« Si les pêcheurs n’acceptent pas les restrictions, elles seront contournées »

Séverine Bouard, géographe agro-économiste de l’IAC*, et Catherine Sabinot, anthropologue de l’IRD*, ont cosigné deux articles dans la dernière édition de la revue scientifique Norois, intitulée « Habiter et protéger les îles ». Il y est notamment question de préservation des ressources.

DNC : Quel est l’enseignement principal de votre étude ?

Séverine Bouard : C’est certainement la mise en lumière d’un fonctionnement social en réseau. Les produits de la mer circulent largement au-delà du clan et de la tribu. C’est vraiment une illustration du fonctionnement de la société calédonienne, qui est très mobile. C’est une force. La pêche permet d’une part de maintenir une activité économique dans des endroits reculés, mais elle permet aussi d’entretenir des relations sociales. Par exemple, des familles de province Nord envoient du poisson à Nouméa, chez des gens qui vont accueillir en retour un enfant qui fait ses études. Le poisson est parfois envoyé à des gens qui n’ont pas accès à la mer et pas forcément les moyens d’en acheter régulièrement.

Comment assurer la préservation de la ressource quand il est aussi difficile de comptabiliser la pêche non professionnelle ?

Avec Catherine Sabinot, nous avons une théorie : si l’on arrive à suivre les événements sociaux, comme les mariages et les grandes fêtes, on aura une estimation de la quantité de produits de la mer prélevés. C’est l’un des seuls moyens à notre disposition pour estimer la pression de pêche. Il faut aussi comprendre les valeurs symboliques, culturelles, coutumières associées aux espèces.

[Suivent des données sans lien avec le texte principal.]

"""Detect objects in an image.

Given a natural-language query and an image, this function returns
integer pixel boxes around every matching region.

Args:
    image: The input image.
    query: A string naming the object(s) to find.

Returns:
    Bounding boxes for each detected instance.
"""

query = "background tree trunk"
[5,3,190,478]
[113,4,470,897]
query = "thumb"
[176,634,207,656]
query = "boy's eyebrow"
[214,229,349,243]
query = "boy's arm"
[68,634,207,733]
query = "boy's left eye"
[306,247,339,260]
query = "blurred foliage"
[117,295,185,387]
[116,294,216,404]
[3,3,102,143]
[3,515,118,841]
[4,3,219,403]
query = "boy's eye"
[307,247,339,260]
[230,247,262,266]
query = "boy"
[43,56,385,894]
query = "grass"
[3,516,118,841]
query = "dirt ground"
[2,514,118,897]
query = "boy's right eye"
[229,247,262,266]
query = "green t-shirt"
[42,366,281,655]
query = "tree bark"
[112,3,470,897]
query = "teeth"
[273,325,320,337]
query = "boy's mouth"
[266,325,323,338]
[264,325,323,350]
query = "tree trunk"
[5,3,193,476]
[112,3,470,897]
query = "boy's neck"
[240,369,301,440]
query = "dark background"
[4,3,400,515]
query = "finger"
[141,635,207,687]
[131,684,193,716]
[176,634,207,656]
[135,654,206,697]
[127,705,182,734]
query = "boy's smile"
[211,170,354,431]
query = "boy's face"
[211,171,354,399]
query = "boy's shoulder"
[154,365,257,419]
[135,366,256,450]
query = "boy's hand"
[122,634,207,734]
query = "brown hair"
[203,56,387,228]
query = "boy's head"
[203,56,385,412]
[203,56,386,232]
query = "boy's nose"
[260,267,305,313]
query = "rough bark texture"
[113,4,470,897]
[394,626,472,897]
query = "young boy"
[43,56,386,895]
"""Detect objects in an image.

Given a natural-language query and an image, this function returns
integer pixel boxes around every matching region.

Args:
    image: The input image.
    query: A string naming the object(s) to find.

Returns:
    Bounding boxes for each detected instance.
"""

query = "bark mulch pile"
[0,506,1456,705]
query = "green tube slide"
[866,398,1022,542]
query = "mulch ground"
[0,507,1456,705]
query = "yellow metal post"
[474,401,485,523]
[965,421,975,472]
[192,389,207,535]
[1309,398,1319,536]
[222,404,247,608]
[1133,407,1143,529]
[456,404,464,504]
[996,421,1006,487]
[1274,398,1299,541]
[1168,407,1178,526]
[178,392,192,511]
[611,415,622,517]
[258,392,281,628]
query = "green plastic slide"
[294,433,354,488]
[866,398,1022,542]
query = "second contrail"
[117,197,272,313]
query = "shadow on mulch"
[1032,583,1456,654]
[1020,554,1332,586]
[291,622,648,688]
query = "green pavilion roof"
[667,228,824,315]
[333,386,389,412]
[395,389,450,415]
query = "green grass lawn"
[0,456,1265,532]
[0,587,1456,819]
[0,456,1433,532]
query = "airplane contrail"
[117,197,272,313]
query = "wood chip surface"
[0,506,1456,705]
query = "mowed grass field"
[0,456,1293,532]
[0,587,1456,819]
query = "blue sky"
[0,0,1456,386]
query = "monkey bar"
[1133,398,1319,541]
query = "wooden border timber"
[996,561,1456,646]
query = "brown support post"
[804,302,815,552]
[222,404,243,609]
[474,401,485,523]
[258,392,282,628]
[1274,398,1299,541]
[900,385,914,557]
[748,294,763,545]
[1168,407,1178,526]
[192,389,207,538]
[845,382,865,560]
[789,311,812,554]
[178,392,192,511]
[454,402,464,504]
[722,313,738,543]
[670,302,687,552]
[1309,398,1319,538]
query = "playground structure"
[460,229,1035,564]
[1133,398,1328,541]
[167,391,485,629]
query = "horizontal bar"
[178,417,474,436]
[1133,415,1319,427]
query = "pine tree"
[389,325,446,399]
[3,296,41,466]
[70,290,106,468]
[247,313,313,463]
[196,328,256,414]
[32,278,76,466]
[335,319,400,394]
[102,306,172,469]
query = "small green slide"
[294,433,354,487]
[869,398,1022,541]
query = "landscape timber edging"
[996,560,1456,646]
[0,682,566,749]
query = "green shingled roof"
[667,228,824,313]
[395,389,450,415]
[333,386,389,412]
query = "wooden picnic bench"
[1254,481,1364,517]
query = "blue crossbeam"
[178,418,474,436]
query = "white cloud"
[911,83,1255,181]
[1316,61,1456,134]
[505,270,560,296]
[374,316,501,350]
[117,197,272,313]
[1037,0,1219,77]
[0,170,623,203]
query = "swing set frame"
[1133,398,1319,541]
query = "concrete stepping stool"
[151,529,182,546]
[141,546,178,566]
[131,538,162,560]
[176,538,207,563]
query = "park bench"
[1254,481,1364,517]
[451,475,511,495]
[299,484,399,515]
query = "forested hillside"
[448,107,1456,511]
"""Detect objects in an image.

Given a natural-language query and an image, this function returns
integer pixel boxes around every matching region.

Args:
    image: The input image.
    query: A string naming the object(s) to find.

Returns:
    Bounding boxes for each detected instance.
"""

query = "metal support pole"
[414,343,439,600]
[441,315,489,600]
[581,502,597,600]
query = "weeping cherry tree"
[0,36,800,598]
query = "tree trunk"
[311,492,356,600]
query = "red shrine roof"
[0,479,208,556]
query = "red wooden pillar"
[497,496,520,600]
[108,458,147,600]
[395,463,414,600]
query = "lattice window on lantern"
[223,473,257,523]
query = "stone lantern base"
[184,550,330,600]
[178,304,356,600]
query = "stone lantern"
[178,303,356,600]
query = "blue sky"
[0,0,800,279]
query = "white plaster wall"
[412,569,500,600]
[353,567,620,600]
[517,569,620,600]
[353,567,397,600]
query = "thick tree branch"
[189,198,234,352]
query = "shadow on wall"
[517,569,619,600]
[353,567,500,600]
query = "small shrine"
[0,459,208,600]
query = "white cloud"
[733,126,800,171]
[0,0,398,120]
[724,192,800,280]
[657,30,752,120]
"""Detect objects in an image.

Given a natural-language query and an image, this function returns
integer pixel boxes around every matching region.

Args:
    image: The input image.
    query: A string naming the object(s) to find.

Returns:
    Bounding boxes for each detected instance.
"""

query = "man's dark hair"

Dans le cas de la tortue, notamment ?

Oui, la tortue, par exemple. À l’IAC, nous avons un projet sur la chasse à la roussette. L’idée, c’est de comprendre pourquoi les gens la chassent – Kanak et non Kanak –, à quel moment elle est vraiment incontournable, à quel moment elle l’est moins, pour aboutir à des règles de gestion qui collent à la sensibilité des gens. Si on prend des décisions de fermeture de la chasse, il faut que ce soit acceptable socialement.

 

Si les gens veulent continuer de consommer tel animal à tout prix, même au risque de l’extinction, on pourra difficilement les en empêcher. »

 

Concrètement, comment procéder ?

Il faut provoquer la rencontre du savoir des scientifiques et des habitants pour ensuite entrer dans une négociation. Par moments, il faudra peut-être se mettre d’accord sur une réglementation, un moratoire, etc. Personnellement, j’ai une position qui n’est pas du tout normative. Si les gens veulent continuer de consommer tel animal à tout prix, même au risque de l’extinction, on pourra difficilement les en empêcher. Quelle que soit la réglementation, si les pêcheurs ou les chasseurs sont convaincus qu’il faut ramener du produit pour des raisons symboliques ou sociales, s’ils n’acceptent pas les règles, elles seront contournées.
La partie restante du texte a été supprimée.